Once the dimensionality reduction has been performed, the reduced word frequency matrix is clustered with
simple k-means clustering algorithm described in [11]. Thus, a brief review of the cluster centroids will help to
determine which cluster most resembles the subject matter of the specified innovation.

The authoritative collaboration partner(s) can easily be determined from those entities that have contributed
work to the cluster that most resembles the subject of the innovation. Section 4 presented a threshold measure
by which authorities could be weeded out of the collaborative search process. Following the Apriori Property
discussed in [11] and [12], those authorities that are not authoritative for the entire group should not be considered
authoritative for a subsection of that group. Therefore, only authorities with the authoritativeness metric higher
than the user defined threshold should be sought within the clusters.

6 MEMS Case Study
This section presents a case study on the discovery of the most authoritative person to perform collaborative

innovation with for the domain of microelectromechanical systems (MEMS). In this study 2403 papers were mined
from the internet on the subject of MEMS

Simon [13] describes MEMS as a monolithically integrated device used for microwave applications such as
switches, distributed phase shifters and BPSK modulators.
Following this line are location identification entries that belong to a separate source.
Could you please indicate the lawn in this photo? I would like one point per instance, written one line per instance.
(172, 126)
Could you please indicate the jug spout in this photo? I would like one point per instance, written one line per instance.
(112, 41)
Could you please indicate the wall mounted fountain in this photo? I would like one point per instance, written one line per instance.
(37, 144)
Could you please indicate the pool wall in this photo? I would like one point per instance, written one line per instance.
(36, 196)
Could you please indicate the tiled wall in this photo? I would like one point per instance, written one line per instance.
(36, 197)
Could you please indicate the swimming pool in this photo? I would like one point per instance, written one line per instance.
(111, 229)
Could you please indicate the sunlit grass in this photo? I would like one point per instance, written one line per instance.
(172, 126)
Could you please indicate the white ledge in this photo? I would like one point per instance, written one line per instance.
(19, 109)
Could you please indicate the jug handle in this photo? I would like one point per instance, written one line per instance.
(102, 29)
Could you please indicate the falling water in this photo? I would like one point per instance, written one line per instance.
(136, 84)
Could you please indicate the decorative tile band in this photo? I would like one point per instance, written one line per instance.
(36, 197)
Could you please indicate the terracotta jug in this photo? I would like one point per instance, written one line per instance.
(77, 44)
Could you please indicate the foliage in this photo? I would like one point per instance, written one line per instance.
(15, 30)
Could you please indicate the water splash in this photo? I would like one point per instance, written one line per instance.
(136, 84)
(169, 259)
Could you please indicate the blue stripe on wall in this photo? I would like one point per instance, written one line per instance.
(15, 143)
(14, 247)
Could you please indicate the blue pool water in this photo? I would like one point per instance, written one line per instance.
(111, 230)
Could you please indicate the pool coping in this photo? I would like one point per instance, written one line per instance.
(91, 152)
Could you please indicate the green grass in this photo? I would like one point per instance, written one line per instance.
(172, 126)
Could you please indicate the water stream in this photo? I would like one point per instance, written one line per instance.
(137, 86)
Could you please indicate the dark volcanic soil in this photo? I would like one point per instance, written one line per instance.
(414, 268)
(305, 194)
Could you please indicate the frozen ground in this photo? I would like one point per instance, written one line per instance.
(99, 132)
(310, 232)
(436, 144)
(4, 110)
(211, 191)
Other applications for MEMS have also surfaced. In
fact, according to Maeda et al. [14] MEMS is expected to be one of the most promising areas of research and
development contributing to future success of electronics businesses.



48 J. Engler, A. Kusiak

After the 2403 papers were mined from the internet using the focused web miner, the author’s names and
references were parsed from the documents as described in Section 3 above and the authoritativeness matrix was
generated. The authoritativeness metric, described in Section 4, was applied with λ set to 0.80 to slightly discount
the average age of the documents. Figure 3 illustrates the top ten authorities after this initial calculation of author-
itativeness. Figure 3 illustrates the results of running the algorithms presented in this paper prior to the iterative
boosting discussed in Section 4. Thus, the results in Figure 3 are more indicative of a rapid manual search.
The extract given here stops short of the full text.